I read your frustration and I agree on the Gray font for Quantities. Out of curiosity, why do you still use Windows 7?
I think with Windows 10 the situation will improve.
I am a heavy user of Mathematica, and I keep working with 12.0, because 12.1 is unusable for what I do:
1) my favourite keyboard shortcuts don't work any more in 12.1;
2) my collections of Manipulate panels behave erratically in 12.1;
3) with 12.1 I cannot export Graphics3D to vector pdf any more; I wonder if the PostScript engineer at Wolfram has retired and the position canceled.
I had been excited at the Presenter notebooks with scalable fonts. My impression is that the functionality has been abandoned half-done. To make a plot that scales in every detail is possible, but very time-consuming. I have not found a way to make the Tooltips and the Manipulate interface elements to scale with the screen.
I repeat, I love Mathematica, but I also have complaints.
My original title to this posting was "The Problem with Mathematica" not "The Problem with Mathematica V12.1". My discussion covers many issues that predate V12.1. That was just the straw that broke the camel's back.

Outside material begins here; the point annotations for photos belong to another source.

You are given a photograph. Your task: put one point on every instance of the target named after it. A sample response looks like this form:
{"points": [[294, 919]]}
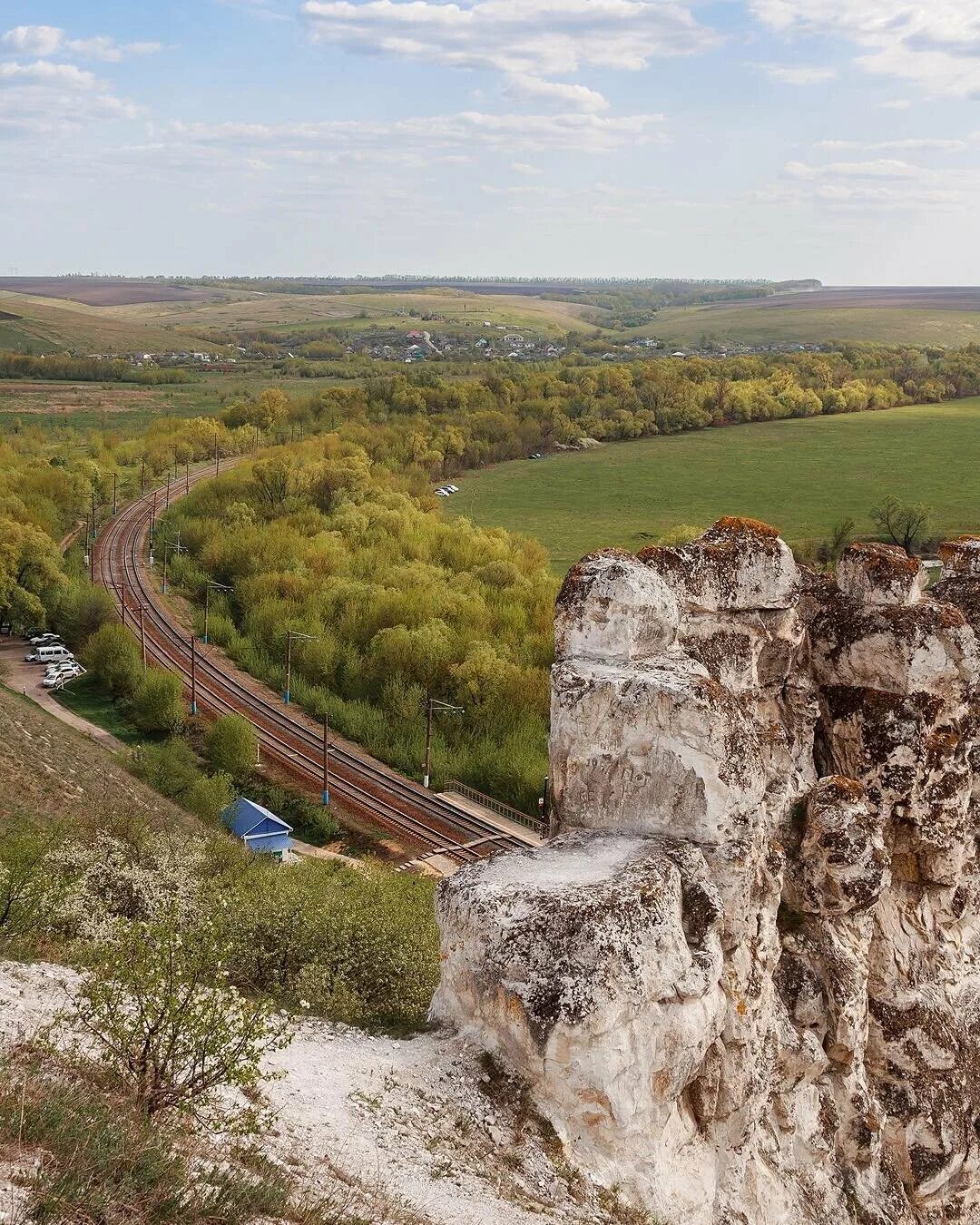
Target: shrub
{"points": [[157, 1011], [157, 703], [358, 946], [32, 895], [169, 769], [80, 610], [113, 659], [101, 1161], [210, 795], [230, 745]]}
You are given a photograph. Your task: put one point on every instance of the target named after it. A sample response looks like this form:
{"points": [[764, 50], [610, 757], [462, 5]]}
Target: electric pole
{"points": [[433, 706], [289, 636], [326, 762]]}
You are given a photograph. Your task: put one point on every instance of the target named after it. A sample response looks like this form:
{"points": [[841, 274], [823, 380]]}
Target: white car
{"points": [[53, 680], [66, 665]]}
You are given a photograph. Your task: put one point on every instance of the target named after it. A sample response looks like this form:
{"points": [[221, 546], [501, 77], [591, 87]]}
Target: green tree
{"points": [[113, 659], [157, 703], [30, 564], [157, 1010], [902, 524], [230, 745]]}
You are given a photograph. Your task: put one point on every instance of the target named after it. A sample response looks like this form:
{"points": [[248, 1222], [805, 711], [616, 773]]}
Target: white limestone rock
{"points": [[655, 748], [737, 565], [881, 573], [591, 968], [612, 608], [744, 980]]}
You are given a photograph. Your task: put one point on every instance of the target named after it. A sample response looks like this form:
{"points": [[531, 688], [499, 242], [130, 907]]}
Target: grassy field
{"points": [[311, 311], [46, 324], [124, 407], [800, 475], [760, 324], [86, 700]]}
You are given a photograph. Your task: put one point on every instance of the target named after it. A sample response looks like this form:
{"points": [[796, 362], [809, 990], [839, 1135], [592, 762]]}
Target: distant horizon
{"points": [[489, 277], [732, 139]]}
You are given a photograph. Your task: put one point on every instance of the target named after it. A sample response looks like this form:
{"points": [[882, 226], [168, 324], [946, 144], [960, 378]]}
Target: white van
{"points": [[49, 655]]}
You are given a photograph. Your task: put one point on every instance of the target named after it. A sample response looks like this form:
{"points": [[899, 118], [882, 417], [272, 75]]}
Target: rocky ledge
{"points": [[741, 979]]}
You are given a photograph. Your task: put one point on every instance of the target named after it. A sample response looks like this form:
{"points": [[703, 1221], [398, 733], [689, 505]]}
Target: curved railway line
{"points": [[387, 800]]}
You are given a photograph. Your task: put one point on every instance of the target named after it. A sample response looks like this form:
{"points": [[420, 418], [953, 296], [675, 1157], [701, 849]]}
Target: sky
{"points": [[779, 139]]}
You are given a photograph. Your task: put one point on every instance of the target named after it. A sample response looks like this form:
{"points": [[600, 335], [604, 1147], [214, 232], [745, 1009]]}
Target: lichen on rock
{"points": [[741, 980]]}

Is the answer by martijn Froeling in https://community.wolfram.com/groups/-/m/t/1947038 of any use in remedying the font issue for you?
It doesn't help me much. I'm thinking of buying a new computer (but the old one is still working great after 10 years!) Martijn's post makes me worry that a new computer will not completely eliminate the problem.
One of the problems with fonts is that different fonts can display with quite different sizes even if they have the same FontSize specification.
I wonder how many different fonts and font Styles are used by WRI in Mathematica? Their entire display quality might be more stable if they restricted themselves to a small set of fonts that displayed with a uniform size, with the same FontSize specification, and standardized their use over versions. If a user writes style sheets and uses other fonts then he's responsible.
There's no reason for WRI to use a different font just because they can. Writers shouldn't have to become system programmers and experts in type setting to make their notebooks look good.
"Writers shouldn't have to become system programmers and experts in type setting to make their notebooks look good."
I don't agree with your expectation that manufacturers should support an operating system that has been superseded twice in the last 7 years, hasn't received much more than a security patch in the last 5, and has been completely unsupported in the U.S. since Jan. 20.
I am a new user of Mathematica and have zero problems formatting my text and computational notebooks from the drop-down Format menu.